The concept for this work explores the idea of a person being haunted and controlled by their own memories of themselves as they were in the past, as a result of trauma.

Vicky Kelly – The Paradox of Trauma informed Care

Drawing on the psychological phenomenon of dissociation, which results from trauma and Post Traumatic Stress Disorder, the narrative of the piece is loosely based on the story of a person who develops Dissociative Identity Disorder. Snap of their personality are captured at a time when they experienced a traumatic event, and these snapshots seem to them as though they are different people controlling their body, which later come back to haunt them in flashbacks. This phenomenon is also apparent in the observation of “learned helplessness” in both humans and animals, where an individual who has experienced limitations or being trapped “learns” that they cannot escape, and later still continues to behave as though the limitations exist even though their circumstances have changed.

Control

Inspiration for the movement style draws from the exploration of the way Control and Power manifest in relationships, as a way to deal with challenges and conflict. Each individual tries to gain more certainty by establishing rules for themselves and for the others around them. They try to exert physical control over themselves and their behaviour even though in their mind they may be experiencing flashbacks to memories of their past, which might influence their actions.

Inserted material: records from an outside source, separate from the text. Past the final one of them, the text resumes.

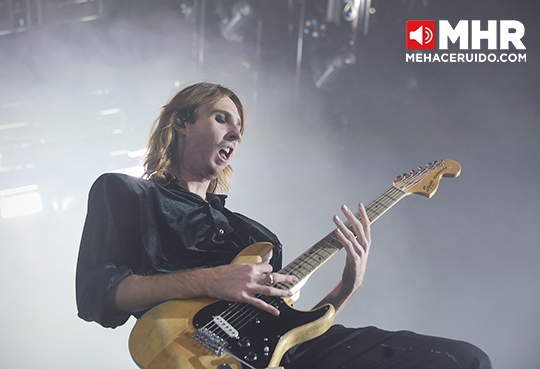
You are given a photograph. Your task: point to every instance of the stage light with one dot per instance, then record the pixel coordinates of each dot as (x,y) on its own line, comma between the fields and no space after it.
(324,75)
(234,23)
(20,201)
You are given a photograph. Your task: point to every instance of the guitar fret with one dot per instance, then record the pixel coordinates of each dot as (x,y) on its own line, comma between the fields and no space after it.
(327,247)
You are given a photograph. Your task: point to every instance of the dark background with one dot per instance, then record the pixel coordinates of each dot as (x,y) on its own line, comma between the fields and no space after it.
(81,83)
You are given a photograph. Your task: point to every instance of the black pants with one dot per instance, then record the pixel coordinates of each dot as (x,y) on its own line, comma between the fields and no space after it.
(370,348)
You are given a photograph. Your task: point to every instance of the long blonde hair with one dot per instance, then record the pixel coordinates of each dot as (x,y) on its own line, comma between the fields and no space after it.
(182,109)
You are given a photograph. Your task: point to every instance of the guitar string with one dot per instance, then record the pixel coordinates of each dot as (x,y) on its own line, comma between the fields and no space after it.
(251,311)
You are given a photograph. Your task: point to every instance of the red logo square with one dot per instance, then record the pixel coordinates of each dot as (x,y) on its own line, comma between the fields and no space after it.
(420,35)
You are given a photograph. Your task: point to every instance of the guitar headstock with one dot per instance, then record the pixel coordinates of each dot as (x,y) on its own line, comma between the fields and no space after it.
(425,180)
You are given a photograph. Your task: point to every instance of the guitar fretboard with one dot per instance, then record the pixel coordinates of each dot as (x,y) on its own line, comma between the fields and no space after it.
(311,260)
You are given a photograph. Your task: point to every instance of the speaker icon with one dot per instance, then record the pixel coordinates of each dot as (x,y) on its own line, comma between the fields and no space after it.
(420,34)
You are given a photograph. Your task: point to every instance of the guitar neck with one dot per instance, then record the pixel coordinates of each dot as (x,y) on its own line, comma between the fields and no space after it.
(311,260)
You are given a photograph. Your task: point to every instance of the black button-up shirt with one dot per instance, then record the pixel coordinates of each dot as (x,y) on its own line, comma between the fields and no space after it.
(135,226)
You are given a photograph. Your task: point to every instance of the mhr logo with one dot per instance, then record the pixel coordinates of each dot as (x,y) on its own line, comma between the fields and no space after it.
(421,34)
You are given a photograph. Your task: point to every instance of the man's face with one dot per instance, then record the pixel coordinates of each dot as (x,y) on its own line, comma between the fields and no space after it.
(208,144)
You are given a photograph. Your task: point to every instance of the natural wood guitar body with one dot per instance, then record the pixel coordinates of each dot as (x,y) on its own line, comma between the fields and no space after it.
(250,338)
(162,337)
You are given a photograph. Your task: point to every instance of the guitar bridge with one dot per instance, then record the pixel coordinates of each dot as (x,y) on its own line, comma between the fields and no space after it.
(210,340)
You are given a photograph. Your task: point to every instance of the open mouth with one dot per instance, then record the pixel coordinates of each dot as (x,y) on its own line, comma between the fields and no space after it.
(226,153)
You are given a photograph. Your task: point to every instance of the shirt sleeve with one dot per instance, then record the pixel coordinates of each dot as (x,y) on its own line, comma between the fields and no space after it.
(109,229)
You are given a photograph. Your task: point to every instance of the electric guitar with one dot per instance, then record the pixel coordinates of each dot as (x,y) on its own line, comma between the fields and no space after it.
(207,333)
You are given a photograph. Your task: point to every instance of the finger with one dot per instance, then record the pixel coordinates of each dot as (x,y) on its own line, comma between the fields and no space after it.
(357,225)
(366,223)
(346,232)
(349,245)
(284,278)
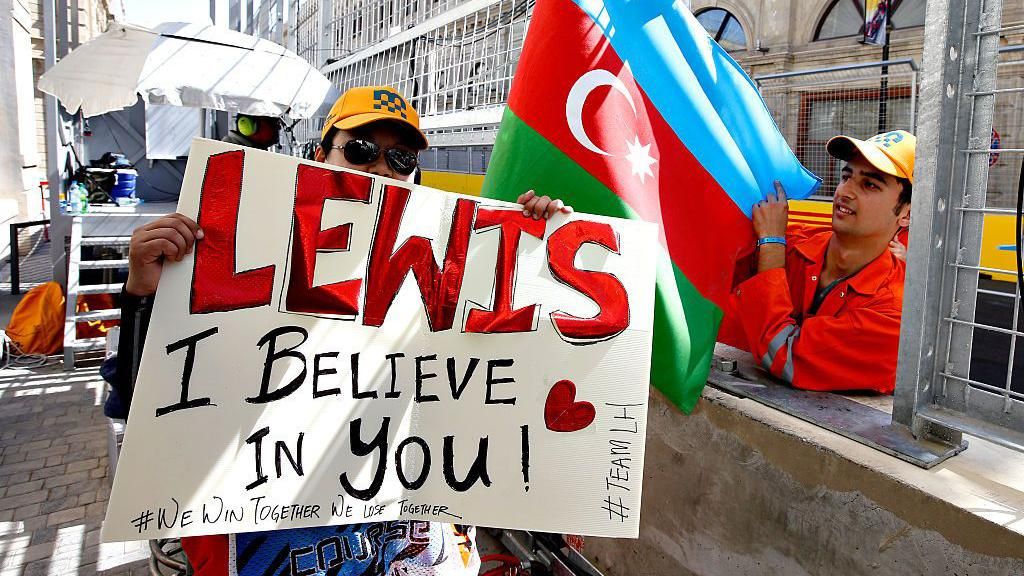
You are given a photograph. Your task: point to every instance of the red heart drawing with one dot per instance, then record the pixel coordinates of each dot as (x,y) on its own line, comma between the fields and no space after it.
(562,413)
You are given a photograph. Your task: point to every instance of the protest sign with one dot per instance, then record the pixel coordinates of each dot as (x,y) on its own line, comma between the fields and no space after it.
(343,348)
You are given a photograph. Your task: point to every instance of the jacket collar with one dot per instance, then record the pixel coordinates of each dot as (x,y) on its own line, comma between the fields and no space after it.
(867,281)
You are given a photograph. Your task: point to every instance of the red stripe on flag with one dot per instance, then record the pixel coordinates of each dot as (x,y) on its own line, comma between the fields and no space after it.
(701,228)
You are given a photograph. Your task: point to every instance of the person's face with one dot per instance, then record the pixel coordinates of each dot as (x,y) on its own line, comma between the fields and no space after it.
(865,202)
(384,134)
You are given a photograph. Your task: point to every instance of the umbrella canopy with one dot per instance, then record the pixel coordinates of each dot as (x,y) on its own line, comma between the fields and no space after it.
(188,65)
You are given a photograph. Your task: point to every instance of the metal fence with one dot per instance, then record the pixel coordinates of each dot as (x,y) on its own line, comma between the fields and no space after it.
(960,367)
(446,56)
(952,318)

This expands on the observation that abusive cultures perpetuate because victims have not learned healthy skills to deal with challenges and conflict. They learn rules that keep them safe when they are experiencing trauma themselves, but out of context, those rules become dysfunctional. For example, army veterans find it difficult to integrate back into civil society after coming back from a warzone.

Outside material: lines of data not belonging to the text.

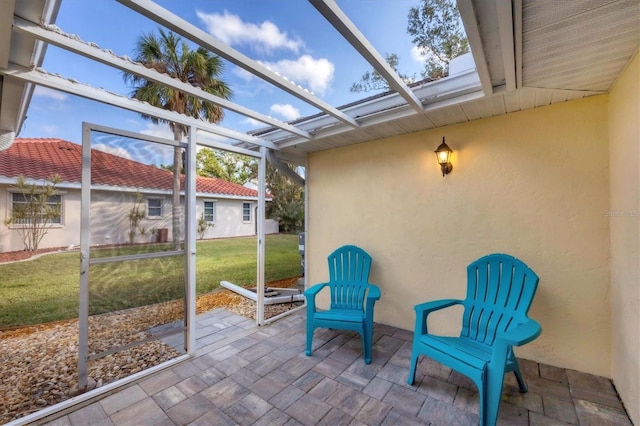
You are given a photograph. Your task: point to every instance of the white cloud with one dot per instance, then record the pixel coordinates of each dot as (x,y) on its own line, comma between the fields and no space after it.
(418,54)
(253,122)
(285,110)
(265,36)
(115,150)
(50,93)
(160,130)
(317,74)
(50,129)
(242,73)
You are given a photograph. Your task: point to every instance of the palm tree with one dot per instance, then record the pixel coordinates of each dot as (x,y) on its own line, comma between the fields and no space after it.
(169,54)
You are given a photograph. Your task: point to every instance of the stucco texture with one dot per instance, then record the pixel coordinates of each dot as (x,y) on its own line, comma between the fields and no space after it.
(624,137)
(533,184)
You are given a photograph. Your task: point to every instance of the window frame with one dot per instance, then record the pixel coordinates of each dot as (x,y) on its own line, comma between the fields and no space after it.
(27,222)
(214,210)
(249,220)
(149,207)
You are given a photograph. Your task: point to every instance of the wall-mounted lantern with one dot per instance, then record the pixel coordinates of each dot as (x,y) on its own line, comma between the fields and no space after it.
(443,154)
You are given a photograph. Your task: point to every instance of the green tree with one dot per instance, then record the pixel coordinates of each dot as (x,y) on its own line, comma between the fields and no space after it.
(35,209)
(169,54)
(287,200)
(372,80)
(229,166)
(437,31)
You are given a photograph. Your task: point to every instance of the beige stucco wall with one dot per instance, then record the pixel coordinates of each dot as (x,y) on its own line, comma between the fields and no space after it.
(534,184)
(624,148)
(109,223)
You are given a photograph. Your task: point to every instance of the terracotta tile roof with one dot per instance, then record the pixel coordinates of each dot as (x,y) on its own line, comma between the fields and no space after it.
(41,158)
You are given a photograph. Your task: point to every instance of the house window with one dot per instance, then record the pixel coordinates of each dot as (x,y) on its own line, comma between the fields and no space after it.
(24,210)
(154,207)
(246,212)
(209,211)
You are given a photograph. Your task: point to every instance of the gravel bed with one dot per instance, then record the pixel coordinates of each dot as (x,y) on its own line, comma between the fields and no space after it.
(38,364)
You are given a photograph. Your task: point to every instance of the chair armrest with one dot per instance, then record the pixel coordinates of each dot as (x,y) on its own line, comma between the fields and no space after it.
(524,333)
(424,309)
(374,292)
(310,295)
(434,305)
(314,289)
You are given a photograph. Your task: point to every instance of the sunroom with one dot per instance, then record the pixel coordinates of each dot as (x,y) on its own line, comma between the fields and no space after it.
(542,118)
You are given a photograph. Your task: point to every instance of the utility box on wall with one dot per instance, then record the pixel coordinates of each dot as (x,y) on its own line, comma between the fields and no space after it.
(301,251)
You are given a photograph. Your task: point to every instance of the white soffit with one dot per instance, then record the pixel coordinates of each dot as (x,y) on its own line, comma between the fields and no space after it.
(581,45)
(527,53)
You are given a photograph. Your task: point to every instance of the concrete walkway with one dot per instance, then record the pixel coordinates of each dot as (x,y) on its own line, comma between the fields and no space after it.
(245,375)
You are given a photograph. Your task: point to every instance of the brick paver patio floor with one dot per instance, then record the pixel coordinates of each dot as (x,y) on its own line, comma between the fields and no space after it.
(248,375)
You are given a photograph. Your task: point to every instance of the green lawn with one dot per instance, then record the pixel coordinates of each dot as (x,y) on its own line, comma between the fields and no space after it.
(46,289)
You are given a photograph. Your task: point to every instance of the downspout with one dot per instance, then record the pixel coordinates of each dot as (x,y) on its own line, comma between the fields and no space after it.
(283,168)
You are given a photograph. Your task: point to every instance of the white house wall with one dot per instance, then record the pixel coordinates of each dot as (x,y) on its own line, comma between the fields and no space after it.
(109,223)
(229,221)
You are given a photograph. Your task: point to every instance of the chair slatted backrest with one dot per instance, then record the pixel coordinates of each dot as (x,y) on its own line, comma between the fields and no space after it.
(349,268)
(500,289)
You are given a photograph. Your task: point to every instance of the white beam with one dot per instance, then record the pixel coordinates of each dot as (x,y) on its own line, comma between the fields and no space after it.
(505,31)
(126,65)
(201,38)
(517,33)
(336,17)
(470,22)
(5,30)
(99,95)
(388,108)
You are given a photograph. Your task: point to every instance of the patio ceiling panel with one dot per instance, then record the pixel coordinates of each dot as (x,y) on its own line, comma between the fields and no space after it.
(106,57)
(567,50)
(70,86)
(201,38)
(340,21)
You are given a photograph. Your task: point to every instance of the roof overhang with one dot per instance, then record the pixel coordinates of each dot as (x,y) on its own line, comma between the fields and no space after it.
(15,95)
(525,53)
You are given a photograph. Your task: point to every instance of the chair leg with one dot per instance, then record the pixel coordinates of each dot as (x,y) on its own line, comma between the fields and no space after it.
(516,371)
(493,387)
(309,339)
(367,340)
(412,370)
(521,383)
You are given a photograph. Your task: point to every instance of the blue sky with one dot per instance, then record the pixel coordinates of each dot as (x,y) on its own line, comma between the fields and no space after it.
(289,36)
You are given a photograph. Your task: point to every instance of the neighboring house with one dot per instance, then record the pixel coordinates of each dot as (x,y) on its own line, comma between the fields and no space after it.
(229,207)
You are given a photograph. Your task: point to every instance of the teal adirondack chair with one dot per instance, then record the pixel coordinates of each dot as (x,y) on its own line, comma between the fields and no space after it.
(500,289)
(352,298)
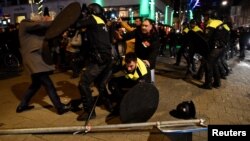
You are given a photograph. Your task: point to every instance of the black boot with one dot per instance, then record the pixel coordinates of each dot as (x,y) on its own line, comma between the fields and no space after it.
(88,103)
(64,109)
(84,116)
(107,103)
(20,108)
(206,86)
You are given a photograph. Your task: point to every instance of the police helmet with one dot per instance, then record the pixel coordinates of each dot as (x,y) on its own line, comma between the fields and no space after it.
(95,9)
(184,110)
(192,22)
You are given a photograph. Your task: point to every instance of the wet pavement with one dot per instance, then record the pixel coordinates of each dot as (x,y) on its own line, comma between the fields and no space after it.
(229,104)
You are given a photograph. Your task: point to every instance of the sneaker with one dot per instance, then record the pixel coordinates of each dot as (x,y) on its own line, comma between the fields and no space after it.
(206,86)
(64,109)
(84,116)
(20,108)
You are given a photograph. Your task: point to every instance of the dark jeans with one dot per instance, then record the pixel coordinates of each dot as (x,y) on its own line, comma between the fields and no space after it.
(212,70)
(38,80)
(99,74)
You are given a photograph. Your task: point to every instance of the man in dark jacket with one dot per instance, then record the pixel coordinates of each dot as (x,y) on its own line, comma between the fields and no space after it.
(32,40)
(98,69)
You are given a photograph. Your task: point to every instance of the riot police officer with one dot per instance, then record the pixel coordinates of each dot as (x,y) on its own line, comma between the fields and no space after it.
(216,33)
(98,68)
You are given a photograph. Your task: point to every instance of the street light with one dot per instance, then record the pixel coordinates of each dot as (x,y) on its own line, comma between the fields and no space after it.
(224,3)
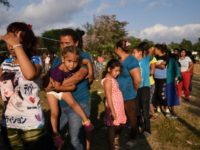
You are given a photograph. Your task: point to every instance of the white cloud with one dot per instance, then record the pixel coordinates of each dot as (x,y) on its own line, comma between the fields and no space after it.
(102,7)
(162,33)
(45,14)
(157,3)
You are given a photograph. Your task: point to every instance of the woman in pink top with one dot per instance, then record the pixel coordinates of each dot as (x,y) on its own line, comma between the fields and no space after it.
(115,113)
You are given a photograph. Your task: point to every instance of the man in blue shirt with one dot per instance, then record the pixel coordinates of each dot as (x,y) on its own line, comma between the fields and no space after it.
(69,37)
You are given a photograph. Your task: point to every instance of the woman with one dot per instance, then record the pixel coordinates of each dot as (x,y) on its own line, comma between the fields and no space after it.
(23,121)
(129,82)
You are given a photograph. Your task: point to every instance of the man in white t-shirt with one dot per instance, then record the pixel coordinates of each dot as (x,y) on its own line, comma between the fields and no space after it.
(47,63)
(186,69)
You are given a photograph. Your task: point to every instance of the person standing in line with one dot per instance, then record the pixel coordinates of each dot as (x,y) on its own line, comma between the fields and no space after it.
(143,93)
(115,115)
(23,120)
(186,69)
(71,64)
(129,81)
(69,37)
(173,77)
(47,63)
(152,81)
(160,77)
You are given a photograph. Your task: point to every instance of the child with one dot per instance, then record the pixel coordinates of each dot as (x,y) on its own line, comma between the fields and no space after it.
(70,64)
(115,113)
(23,121)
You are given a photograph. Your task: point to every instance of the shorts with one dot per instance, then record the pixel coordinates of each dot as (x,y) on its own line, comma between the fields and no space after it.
(58,95)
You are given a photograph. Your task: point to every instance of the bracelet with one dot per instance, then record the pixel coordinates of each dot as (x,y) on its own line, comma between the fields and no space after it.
(17,45)
(86,123)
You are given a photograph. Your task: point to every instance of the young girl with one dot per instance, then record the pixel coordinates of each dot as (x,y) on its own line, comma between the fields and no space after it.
(66,69)
(23,121)
(115,113)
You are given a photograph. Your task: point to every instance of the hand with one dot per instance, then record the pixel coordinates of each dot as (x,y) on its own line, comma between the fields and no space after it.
(11,38)
(90,78)
(114,116)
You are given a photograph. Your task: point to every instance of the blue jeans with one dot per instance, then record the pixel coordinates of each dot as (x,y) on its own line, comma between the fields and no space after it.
(75,125)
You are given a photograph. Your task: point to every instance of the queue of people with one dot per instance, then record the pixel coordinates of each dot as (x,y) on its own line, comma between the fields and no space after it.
(136,86)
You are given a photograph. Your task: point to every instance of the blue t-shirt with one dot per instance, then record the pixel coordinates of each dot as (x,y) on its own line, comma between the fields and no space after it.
(125,80)
(81,93)
(145,71)
(161,73)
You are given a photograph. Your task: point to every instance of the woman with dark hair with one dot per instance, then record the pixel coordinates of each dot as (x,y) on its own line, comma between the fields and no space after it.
(23,121)
(160,76)
(173,77)
(186,69)
(129,82)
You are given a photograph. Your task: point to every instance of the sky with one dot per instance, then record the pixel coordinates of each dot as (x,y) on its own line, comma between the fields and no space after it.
(161,21)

Their hypervigilance and fast, defensive decision making keeps them safe in a dangerous environment where any wrong move could endanger themselves and their colleagues. But in family life or normal peace time society, these same behaviours are considered violent and aggressive, and veterans often have difficulty adjusting psychologically, when they have flashbacks and triggers that remind them of previous episodes of trauma.

Emotions and Dissociation

The concept of the personality being affected in different ways by our emotional states was used in the popular Pixar movie “INSIDE OUT”, which also tackled the way in which people “act out” when they are experiencing difficult emotions.

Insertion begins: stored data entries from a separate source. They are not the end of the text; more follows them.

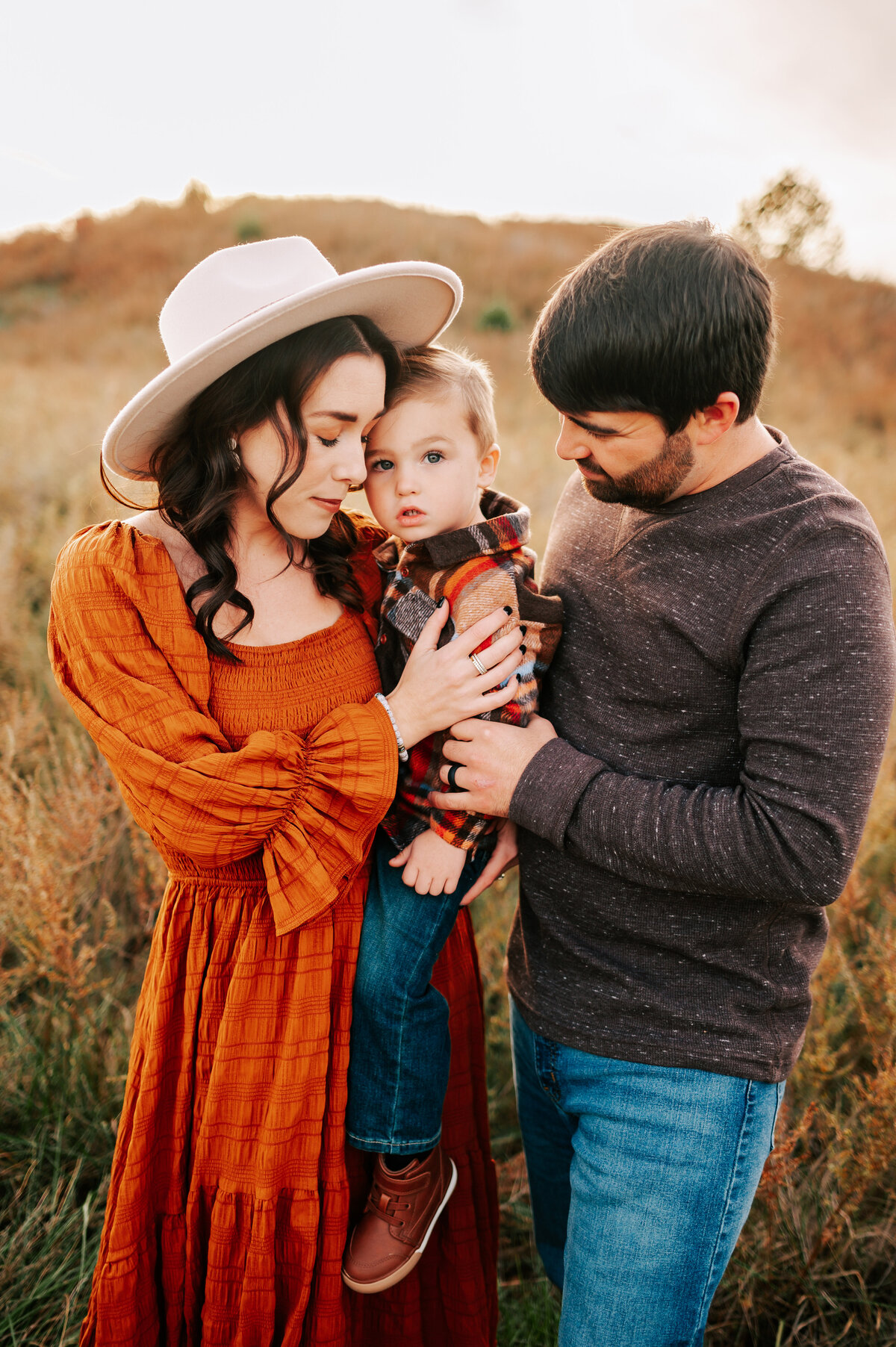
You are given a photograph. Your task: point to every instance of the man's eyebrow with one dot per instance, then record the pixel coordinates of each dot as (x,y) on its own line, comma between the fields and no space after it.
(594,430)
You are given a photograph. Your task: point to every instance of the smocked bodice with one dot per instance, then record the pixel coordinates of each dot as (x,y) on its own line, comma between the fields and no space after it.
(294,686)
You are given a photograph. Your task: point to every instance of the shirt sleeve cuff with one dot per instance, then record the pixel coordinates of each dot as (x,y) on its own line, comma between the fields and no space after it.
(550,788)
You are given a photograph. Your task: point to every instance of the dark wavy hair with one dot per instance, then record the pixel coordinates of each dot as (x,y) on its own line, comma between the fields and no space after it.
(661,320)
(199,474)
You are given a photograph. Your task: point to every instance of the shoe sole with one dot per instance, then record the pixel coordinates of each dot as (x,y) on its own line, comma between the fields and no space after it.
(370,1288)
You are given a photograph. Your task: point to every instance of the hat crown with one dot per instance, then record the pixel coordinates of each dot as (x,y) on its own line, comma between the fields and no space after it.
(232,283)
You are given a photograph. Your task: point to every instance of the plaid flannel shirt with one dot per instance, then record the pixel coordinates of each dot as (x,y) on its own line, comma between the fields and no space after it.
(479,570)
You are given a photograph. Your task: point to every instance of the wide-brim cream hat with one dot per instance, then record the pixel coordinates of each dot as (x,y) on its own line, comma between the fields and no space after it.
(240,299)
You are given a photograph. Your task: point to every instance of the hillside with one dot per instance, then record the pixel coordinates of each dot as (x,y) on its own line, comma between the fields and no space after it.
(78,323)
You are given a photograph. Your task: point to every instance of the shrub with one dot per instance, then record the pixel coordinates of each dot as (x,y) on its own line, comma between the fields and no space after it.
(496,318)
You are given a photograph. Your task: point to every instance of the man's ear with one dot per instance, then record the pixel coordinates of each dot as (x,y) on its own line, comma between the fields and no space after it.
(488,467)
(713,422)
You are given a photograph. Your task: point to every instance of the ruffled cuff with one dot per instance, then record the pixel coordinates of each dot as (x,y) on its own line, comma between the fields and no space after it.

The theory of Dissociation Identity Disorder proposes that young people subjected to abuse or trauma (like family violence or emotional or physical abuse at the hands of a caregiver) develop difficulty bonding with their caregiver as the person they trust is also a source of pain for them. This results in “snapshots” of their personality developing that relate to that period in their life that are dissociated or distanced from their main “self”, so as to cope with the feeling of shame, guilt and responsibility that many victims expereince. These personality snapshots “take over” when they experience distressing circumstances later in life, causing various symptoms including memory loss, unusual or anti-social behaviour, withdrawal and difficulty “connecting” and forming bonds and attachments with others. This cycle perpetuates as the victim later experiences difficulty trusting and bonding to others and can lash out when they get close to people, which triggers painful memories of their early abuse.

In Grace, emotions are represented by different dancers who represent the way a person can feel controlled or manipulated by their emotional states and can act in ways they would otherwise not do because they feel “controlled” by that emotional state. Violent offenders talk about the “red haze” that takes over and how they have difficulty managing their anger when they feel threatened. In Grace, these characters move to control both the Boy and the other characters he encounters, instigating strong emotional reactions in himself and others.

Information and Clinical support for people affected by DID

The Clinic for Dissociative Studies has resources and treatment for sufferers of Dissociative conditions, which sometimes arise as a result of PTSD.